Something that the Hurricanes did well in 2017 on their way to a 10-0 start was have strong first half performances. During Miami’s 10 wins that year, they outscored opponents 118-56 in the first two quarters.
Something that the Hurricanes didn’t do well in 2018, on their way to a dismal 7-6 campaign, was have strong first half performances. In Miami’s six losses, the Canes were outscored 95-52 in the first two quarters. Against LSU, Wisconsin and Virginia, UM was held to a combined 12 first half points.
Championship teams come out right out of the gate and hit the defense in the mouth, putting points on the board quickly. In 2018, Ohio State averaged 21.1 first half points, Clemson 23.0, Oklahoma 25.9 and Alabama 30.4. Miami ranked 73rd in the nation in first half points, averaging just 13.7.
Part of the reason why Miami struggled so much offensively in the first half last season was because they far too conservative, and didn’t take chances, especially on the first drive. In my opinion, your first offensive drive says a lot on how confident you are.
Take the 2017 Virginia Tech game for instance. On the Hurricanes first offensive drive of the game, they were taking shots and trying all sorts of things right from the start. The first play they ran in fact was a jet sweep to receiver Braxton Berrios. Their second play on offense was a reverse pass from Berrios to Malik Rosier for a substantial gain and they caught the Hokies completely off guard.
Even against Notre Dame that same year, the Hurricanes were aggressive early, throwing on three of their first five plays. While they didn’t score on their opening drive, Miami’s offense did manage to put up 20 first half points on the Irish.
Fast forward to when Miami played LSU last season. The first two offensive plays called by the Hurricanes was either an inside run or a zone read, and by the time they faced 3rd-and-12, all they managed to do was dump it off to their running back for four yards. Their final four drives of the first half resulted in 52 total yards, a pick-six for LSU, zero points for Miami and a 27-3 deficit that was too much to overcome.

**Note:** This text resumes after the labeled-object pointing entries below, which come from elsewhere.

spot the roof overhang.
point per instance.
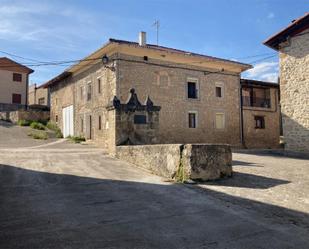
(294, 28)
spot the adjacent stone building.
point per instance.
(292, 43)
(198, 95)
(14, 82)
(38, 95)
(261, 114)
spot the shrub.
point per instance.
(76, 139)
(38, 135)
(24, 122)
(37, 126)
(53, 126)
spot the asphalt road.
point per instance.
(77, 197)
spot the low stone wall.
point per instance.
(191, 161)
(15, 116)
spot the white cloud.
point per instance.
(270, 15)
(265, 71)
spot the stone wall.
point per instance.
(269, 136)
(167, 86)
(294, 88)
(15, 116)
(196, 161)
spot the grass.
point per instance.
(38, 135)
(24, 122)
(54, 127)
(37, 126)
(76, 139)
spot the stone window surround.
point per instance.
(196, 119)
(221, 85)
(195, 80)
(220, 112)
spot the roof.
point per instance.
(296, 27)
(258, 83)
(174, 50)
(115, 42)
(10, 65)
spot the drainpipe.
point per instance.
(242, 138)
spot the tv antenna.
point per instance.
(157, 25)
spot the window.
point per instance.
(16, 98)
(99, 85)
(41, 101)
(192, 119)
(259, 122)
(220, 120)
(192, 90)
(89, 92)
(140, 119)
(218, 91)
(17, 77)
(100, 123)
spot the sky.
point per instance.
(57, 30)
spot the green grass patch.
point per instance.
(37, 126)
(24, 122)
(76, 139)
(38, 135)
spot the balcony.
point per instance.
(256, 102)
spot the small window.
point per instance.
(41, 101)
(218, 91)
(17, 77)
(220, 121)
(100, 123)
(192, 90)
(89, 92)
(140, 119)
(259, 122)
(16, 98)
(192, 120)
(99, 85)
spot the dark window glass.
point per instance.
(218, 92)
(16, 98)
(139, 119)
(192, 90)
(17, 77)
(192, 120)
(259, 122)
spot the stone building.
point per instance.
(261, 114)
(292, 43)
(38, 95)
(14, 82)
(198, 95)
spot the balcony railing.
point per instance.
(256, 102)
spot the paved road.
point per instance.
(80, 198)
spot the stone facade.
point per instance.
(185, 161)
(294, 87)
(265, 107)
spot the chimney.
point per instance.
(142, 38)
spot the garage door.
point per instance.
(68, 125)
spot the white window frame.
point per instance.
(196, 119)
(224, 120)
(197, 82)
(220, 84)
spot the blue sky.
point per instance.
(69, 30)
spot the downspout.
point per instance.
(242, 138)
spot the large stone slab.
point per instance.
(189, 161)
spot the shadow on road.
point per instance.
(47, 210)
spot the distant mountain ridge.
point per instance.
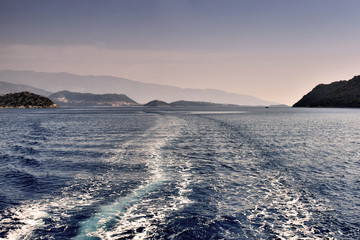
(67, 98)
(140, 92)
(340, 94)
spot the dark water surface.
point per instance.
(142, 173)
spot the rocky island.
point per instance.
(25, 100)
(340, 94)
(67, 98)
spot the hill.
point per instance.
(157, 103)
(6, 88)
(67, 98)
(140, 92)
(25, 100)
(341, 94)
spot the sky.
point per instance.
(277, 50)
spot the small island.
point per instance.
(340, 94)
(76, 99)
(25, 100)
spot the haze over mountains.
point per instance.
(138, 91)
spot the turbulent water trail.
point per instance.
(138, 214)
(180, 175)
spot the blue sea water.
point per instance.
(170, 173)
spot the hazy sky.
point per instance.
(276, 50)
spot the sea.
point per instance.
(180, 173)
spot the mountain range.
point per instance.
(138, 91)
(336, 94)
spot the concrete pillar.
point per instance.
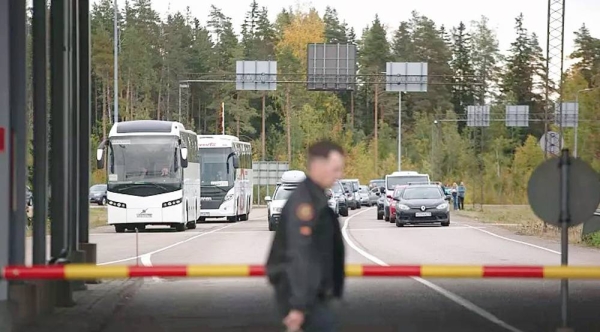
(90, 257)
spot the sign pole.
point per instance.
(564, 221)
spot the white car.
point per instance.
(332, 202)
(289, 182)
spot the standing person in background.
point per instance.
(306, 262)
(461, 195)
(455, 195)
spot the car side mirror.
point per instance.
(184, 160)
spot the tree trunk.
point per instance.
(351, 109)
(376, 142)
(288, 120)
(262, 130)
(105, 92)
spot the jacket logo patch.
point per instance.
(305, 212)
(305, 230)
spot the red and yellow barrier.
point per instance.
(88, 272)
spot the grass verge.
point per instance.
(522, 220)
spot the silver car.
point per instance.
(364, 195)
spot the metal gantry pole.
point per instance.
(5, 152)
(40, 131)
(85, 118)
(116, 61)
(18, 54)
(399, 131)
(59, 73)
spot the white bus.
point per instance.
(153, 175)
(227, 186)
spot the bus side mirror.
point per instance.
(184, 160)
(100, 155)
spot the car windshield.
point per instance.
(283, 193)
(422, 193)
(337, 188)
(98, 187)
(403, 180)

In 2018, only against Toledo and Georgia Tech did the Hurricanes score on their opening drive. Especially against the Yellow Jackets, N’Kosi Perry came out throwing on the game’s first play, you could tell they were confident, and the drive ended in a touchdown.
Now I'm obviously not saying that you need to run Jeff Thomas in the jet sweep for the first play of every game, but the Hurricanes can’t be afraid to come out firing at all angles. And also, don’t be afraid to throw on first down. I know old-time football geezers will you that you have to establish the running game, but sometimes by the time you’ve “established” a running game you’re behind 27-3 to LSU in the first half.

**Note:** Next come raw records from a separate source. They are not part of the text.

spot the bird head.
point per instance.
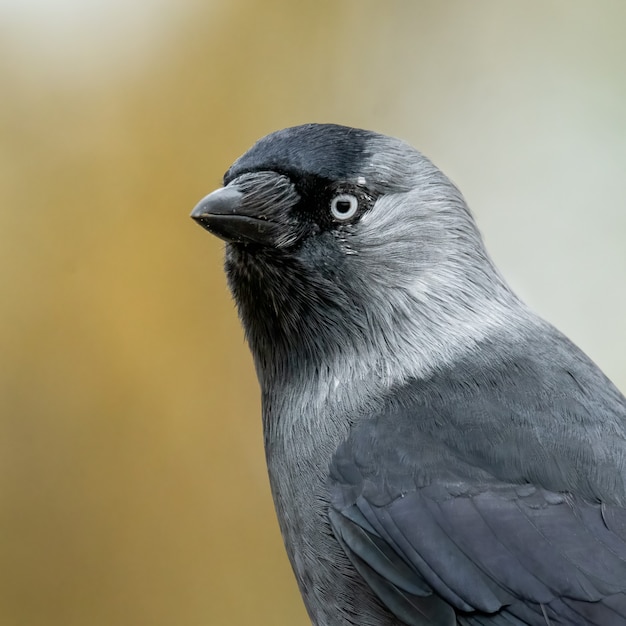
(343, 240)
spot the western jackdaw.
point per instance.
(438, 454)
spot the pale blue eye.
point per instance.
(344, 206)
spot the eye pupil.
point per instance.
(344, 206)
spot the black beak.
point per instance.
(223, 213)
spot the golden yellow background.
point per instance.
(132, 481)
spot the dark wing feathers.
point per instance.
(490, 551)
(446, 527)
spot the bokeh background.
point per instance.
(132, 481)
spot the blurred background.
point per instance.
(132, 480)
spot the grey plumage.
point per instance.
(438, 454)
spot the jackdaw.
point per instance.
(438, 454)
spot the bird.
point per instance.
(438, 453)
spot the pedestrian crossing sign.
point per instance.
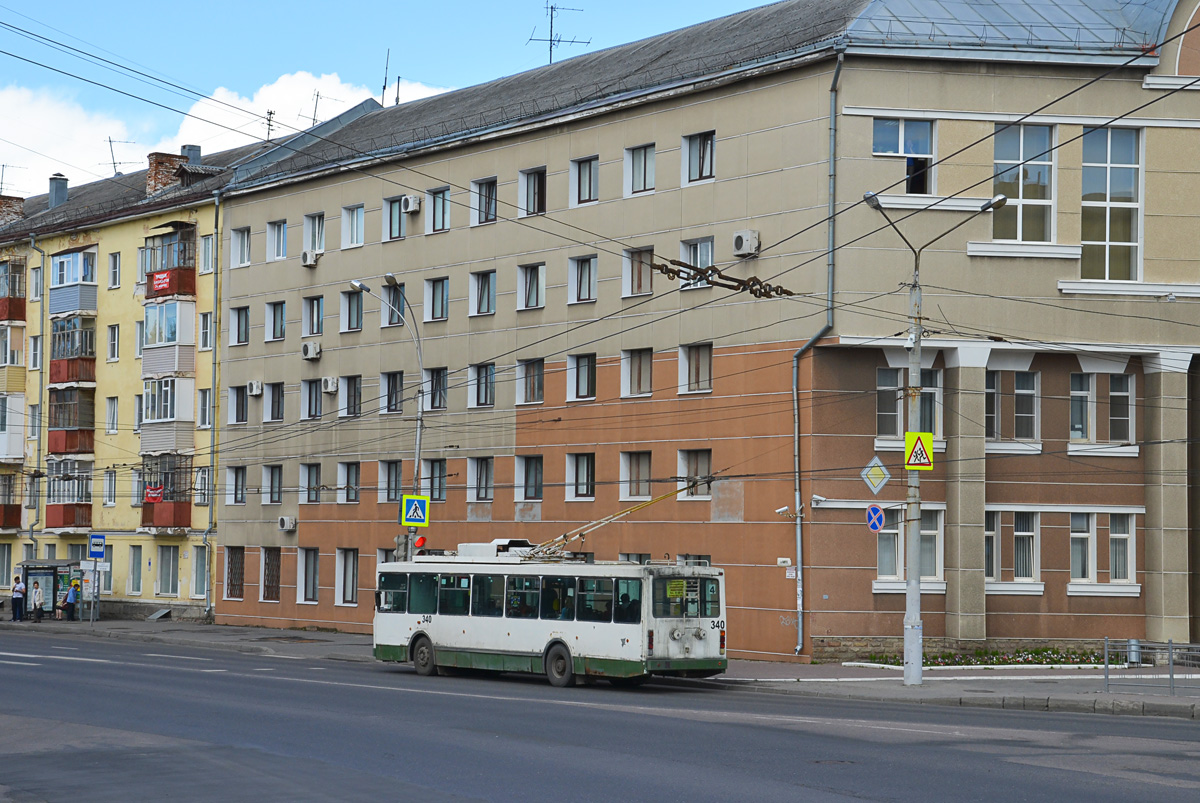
(414, 511)
(918, 451)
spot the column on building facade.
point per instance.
(965, 493)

One of my favorite examples of this is Dan Enos and the 2018 Alabama offense. First play for Bama’s offense against Oklahoma in the Orange Bowl, and they call a play-action slant over the middle to Devonta Smith that goes for a huge gain. That’s what I'm saying, it doesn't have to be a Randell Cunningham to Randy Moss bomb every pass play. Jerry Rice once said that he’d rather run a slant than a go route, because then it allows your football players and athletes to run free. Rice and John Taylor perfected that with the 49ers in the 1980’s.
In that first half against Oklahoma, Tua Tagovailoa and Jalen Hurts were a combined 7-for-8 passing on first downs. Of those seven completions, six of them were for less than 15 yards that came courtesy of little dump offs to their running backs.
During Miami’s spring game in Orlando not too long ago, Tate Martell and K.J. Osborn did their best impression of the Crimson Tide.
By throwing these short passes, not only are you setting yourself up with a short situation on second-down, it also will open the run game as the defense moves back and is expecting the pass. And when you feel like you’ve brought the defensive backs in a little bit, go long! Jeff Thomas is the fastest player Miami has had in years, utilize him, not just on trick plays and screens, but let him burn the cornerback. Against Toledo last year, Thomas was used in a plethora of ways, the bubble screen, the end around, and the deep ball.
So let’s hope that Enos can bring some of that firepower to the desperate Hurricanes offense.
It’s well known that Miami has a stellar defense, and if their offense can provide them with some points and breathing room by halftime, you’ll see a completely different team in 2019.